Toxic tyre blaze creates chaos in south Leeds: what now?

South Leeds was yesterday afternoon (Monday 3 April 2017) the scene of a major open-air fire, causing disruption for thousands of people – and a plume of toxic smoke visible from as far as away as Wakefield and Bradford.

Chaos in south Leeds – and now what? (Image: Adil Mohammad)

A large pile of 80 agricultural tyres caught ablaze in the open, immediately next to the M621 – on the Climax Works industrial estate, just off Garnet Road in Beeston. The tyres were on the land of the estate property managers, Mcdonald King; but they belonged to a waste management company – who lease one of the neighbouring units – called IWM Tyre Recycling (previously known as Tyres 2 Bales).

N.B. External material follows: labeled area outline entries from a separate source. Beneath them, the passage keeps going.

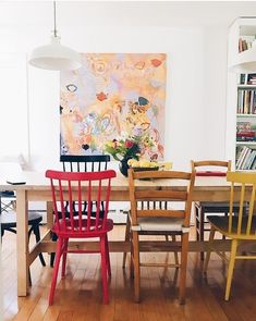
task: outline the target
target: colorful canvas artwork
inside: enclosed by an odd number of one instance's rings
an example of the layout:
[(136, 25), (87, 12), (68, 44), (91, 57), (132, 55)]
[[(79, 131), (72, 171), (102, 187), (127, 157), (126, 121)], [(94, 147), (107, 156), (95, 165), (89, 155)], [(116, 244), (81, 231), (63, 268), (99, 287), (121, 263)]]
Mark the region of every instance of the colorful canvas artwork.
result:
[(144, 158), (163, 158), (164, 53), (82, 53), (60, 75), (61, 155), (102, 153), (106, 143), (141, 136)]

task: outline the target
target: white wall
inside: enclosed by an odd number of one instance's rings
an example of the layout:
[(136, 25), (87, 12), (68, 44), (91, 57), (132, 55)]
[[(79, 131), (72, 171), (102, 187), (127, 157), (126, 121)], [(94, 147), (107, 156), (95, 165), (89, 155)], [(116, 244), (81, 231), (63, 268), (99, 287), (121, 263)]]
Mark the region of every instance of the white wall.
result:
[[(27, 52), (48, 35), (46, 27), (2, 28), (0, 51)], [(61, 35), (81, 52), (168, 53), (166, 159), (188, 169), (191, 159), (224, 158), (225, 29), (76, 26)], [(29, 66), (28, 86), (31, 161), (45, 170), (59, 160), (59, 74)]]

The fire was first reported by the AA at around 4pm, with West Yorkshire Fire Service called just before 5pm. Three fire crews from Hunslet and Leeds attended, successfully containing then extinguishing the fire by about 6.30pm. There were no injuries, nor damage to buildings – but the fire wreaked havoc with the rushhour traffic, with the M621 shrouded in thick smoke, and the westbound lanes closed for about 30 minutes.

Local resident Toby Lloyd, who lives across the road on the Garnets, commented:

“At last autumn’s anti-fracking event in Hunslet, one of the speakers suggested that south Leeds was being treated as a ‘sacrifice zone’, where bad things were essentially allowed to happen for the benefit of the wider society; this feels like another example of that. The media coverage was all about the traffic disruption – but more than that, the people of south Leeds are suffering once again, this time with a bout of toxic air pollution. We need to make sure that we speak up, that people and companies are held to account – and in the long term, try and ensure that this kind of thing doesn’t keep happening here.”

South Leeds Life also spoke on site with one of the Mcdonald King team. He confirmed that the tyres had been on their land – but belonged to IWM. He added that the tyres shouldn’t even have been there, but that IWM had asked Mcdonald King to allow them to store the tyres there in the open for a short period of time. (The tyres had though been there “a good month”.) He said they had “no clues” as how the fire had started.

And he added that this irregular arrangement meant that IWM had been in contravention of the strict regulations surrounding the storage and disposal of tyres. Waste vehicle tyres are highly polluting when burnt or otherwise disposed of, and are therefore notoriously costly and difficult to process. A large industry has grown up to manage them – which is in principle firmly regulated and above-board, but also sometimes subject to illicit and rogue activity.

South Leeds Life tried to contact IWM for comment, but haven’t yet heard back from them; we understand from Mcdonald King that the owners are currently overseas. We also spoke with West Yorkshire Fire Service; they confirmed that the Environment Agency had been made aware of the fire, and would follow it up – in conjunction with West Yorkshire Police if necessary. We are awaiting a formal response from the EA. Watch this space for further updates.


2 Replies to “Toxic tyre blaze creates chaos in south Leeds: what now?”

  1. Thanks for this article Ed. I think Toby Lloyd’s comment is particularly apposite. It will be interesting to hear whether IWM ever do respond with a comment (!), also interesting to know what steps firms like MacDonald King take to ensure that tenants are not effectively storing/dumping damaging or illegal waste products in private “post-industrial” locations – of which South Leeds has a surfeit. And what investigative/enforcement powers do the various statutory agencies have?

  2. The tyre recycling industry is ilghtly regulated in the UK, through a purely voluntary scheme. However, the Environment Agency is often reactive to situations rather than pro-active.

    There is ongoing research by the Fire Services to establish what causes tyres to ignite. So far, they have been unable to get tyres to self combust, despite applying generous amounts of radiant heat at them. The reason for these fires is usually known, but without proof they cannot actually state it.